Market movers
The main focus is on the Fed meeting tomorrow and the continued bond rout which pushed S&P500 into bear market territory yesterday.
Sweden CPI today is expected to overshoot Riksbank expectations and pave the way for a 50bp hike in two weeks. We look for CPIF to rise 5.2% y/y, four tenths above the Riksbank but in line with consensus. In Scandi, we also get the Norway regional network survey.
German ZEW will add more information on whether the German economy is heading for recession. After falling sharply in March and April, the index increased slightly in May and consensus looks for a small further rise in todays’ June reading.

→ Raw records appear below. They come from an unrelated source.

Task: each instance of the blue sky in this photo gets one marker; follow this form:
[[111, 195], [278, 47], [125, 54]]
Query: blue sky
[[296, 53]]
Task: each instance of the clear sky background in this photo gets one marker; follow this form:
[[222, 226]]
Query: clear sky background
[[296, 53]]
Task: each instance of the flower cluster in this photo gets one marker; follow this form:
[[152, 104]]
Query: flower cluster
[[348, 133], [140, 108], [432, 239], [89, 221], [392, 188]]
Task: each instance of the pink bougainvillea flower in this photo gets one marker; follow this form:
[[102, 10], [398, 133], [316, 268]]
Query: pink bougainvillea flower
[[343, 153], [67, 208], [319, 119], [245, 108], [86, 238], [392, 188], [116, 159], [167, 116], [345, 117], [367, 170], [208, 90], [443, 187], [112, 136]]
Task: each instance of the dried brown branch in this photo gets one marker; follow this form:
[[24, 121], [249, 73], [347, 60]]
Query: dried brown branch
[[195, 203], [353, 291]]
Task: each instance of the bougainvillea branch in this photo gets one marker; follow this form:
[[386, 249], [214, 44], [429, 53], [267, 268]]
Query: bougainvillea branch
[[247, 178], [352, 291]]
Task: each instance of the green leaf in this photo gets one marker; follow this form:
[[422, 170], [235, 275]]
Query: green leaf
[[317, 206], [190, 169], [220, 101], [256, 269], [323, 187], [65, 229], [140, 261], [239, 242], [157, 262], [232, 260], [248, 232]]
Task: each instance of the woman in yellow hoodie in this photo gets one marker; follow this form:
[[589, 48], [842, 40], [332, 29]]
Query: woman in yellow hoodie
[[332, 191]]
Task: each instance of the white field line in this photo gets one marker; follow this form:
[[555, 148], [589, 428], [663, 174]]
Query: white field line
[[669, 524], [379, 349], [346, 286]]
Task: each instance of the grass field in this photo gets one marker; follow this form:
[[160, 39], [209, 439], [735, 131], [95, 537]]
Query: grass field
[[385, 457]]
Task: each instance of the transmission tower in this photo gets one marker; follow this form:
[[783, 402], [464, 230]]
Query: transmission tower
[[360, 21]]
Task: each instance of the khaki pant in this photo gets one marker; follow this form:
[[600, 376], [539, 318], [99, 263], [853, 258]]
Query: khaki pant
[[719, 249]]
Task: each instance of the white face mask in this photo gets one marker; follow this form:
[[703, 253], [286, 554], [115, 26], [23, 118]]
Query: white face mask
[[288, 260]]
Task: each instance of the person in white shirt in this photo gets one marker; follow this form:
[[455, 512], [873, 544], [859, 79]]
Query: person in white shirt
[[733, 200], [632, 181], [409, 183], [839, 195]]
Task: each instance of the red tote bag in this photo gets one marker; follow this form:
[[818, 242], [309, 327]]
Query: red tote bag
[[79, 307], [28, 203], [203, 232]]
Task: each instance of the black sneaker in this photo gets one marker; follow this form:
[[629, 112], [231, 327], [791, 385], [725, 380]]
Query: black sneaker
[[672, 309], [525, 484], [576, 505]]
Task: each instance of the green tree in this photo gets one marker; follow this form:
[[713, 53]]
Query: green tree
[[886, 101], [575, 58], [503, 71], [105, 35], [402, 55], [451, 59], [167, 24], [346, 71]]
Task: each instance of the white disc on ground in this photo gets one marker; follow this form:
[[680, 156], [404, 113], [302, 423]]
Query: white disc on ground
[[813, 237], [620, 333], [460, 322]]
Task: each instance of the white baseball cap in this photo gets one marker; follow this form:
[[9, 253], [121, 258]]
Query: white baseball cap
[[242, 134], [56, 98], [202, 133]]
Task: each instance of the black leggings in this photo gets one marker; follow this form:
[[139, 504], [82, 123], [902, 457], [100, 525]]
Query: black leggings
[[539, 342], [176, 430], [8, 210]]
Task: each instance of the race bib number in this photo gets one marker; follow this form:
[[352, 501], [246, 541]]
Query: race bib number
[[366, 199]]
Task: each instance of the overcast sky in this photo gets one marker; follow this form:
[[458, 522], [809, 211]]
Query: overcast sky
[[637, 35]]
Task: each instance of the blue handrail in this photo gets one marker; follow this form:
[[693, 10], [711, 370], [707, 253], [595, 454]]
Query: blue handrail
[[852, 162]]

In the US we get the NFIB small business optimism index for May, which also provides key inputs on price expectations and labour shortage. US producer prices are also due out.
The 60 second overview
Market wrap-up: Bond yields continued higher yesterday with US 2-year yields rising more than 20bp, which drove the US 2-10 yield curve into negative territory. The money market now prices a more than 90% probability of a 75bp hike from the Fed tomorrow and above 50% probability of another 75bp hike on one of the following meetings. US equities dropped another 3.9% pushing the S&P500 into bear market territory being down more than 20% from the peak. Markets have settled down a bit in Asia with the S&P future up 1% and yields coming off the highs. Asian stocks are lower in a catch-up move with US US markets last night.
Oil: Despite the sharp sell-off in risk markets, oil prices are holding steady around USD 121 per barrel (Brent future). It points to a very tight oil market with more travelling and Chinese post-lockdown rebound pushing up demand. The White House yesterday confirmed that US President Joe Biden is going to visit Saudi Arabia but refrained from giving details on the timing and played down that the talks were aimed at getting the kingdom to pump more oil.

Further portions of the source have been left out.